Hale v. Emerson Elec. Co., 942 F.3d 401 (8th Cir. 2019)
Eighth Circuit determines that differences in state consumer-protection laws may preclude nationwide class certification.
This case involved a proposed nationwide putative class action alleging that Emerson Electric Company violated the Missouri Merchandising Practices Act (MMPA) by marketing its RIDGID brand vacuum cleaner as capable of achieving “peak horsepower,” which is only possible in a lab setting.

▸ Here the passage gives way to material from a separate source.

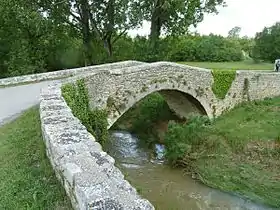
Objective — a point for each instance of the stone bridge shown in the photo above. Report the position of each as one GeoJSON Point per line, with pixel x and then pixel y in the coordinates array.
{"type": "Point", "coordinates": [187, 90]}
{"type": "Point", "coordinates": [88, 174]}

The plaintiffs also brought claims for breach of express warranty, breach of implied warranty, unjust enrichment, and violations of other states’ consumer-protection laws.
After the district court certified a nationwide class under Rule 23(b)(3), the defendant filed an interlocutory appeal to the Eighth Circuit, challenging whether the claims of non-Missouri residents relate to “trade or commerce . . . in or from the state of Missouri,” and whether “the district court should have conducted separate choice of law analyses for the breach of warranty and unjust enrichment claims.”
Agreeing with the defendant, the Eighth Circuit held that the claims from non-Missouri plaintiffs did not involve commerce in or from the state of Missouri, that the MMPA would not cover those transactions, and that the laws of the states where the transactions occurred should govern. As a result, the Eighth Circuit concluded that class certification was inappropriate for the non-Missouri plaintiffs.
The Eighth Circuit also noted that a district court “must conduct an individualized choice-of-law analysis” to ensure that application of a given state’s law is neither arbitrary nor unfair, but that the district court here did not do so. Given those errors, the Eighth Circuit decertified the class and remanded back to the district court.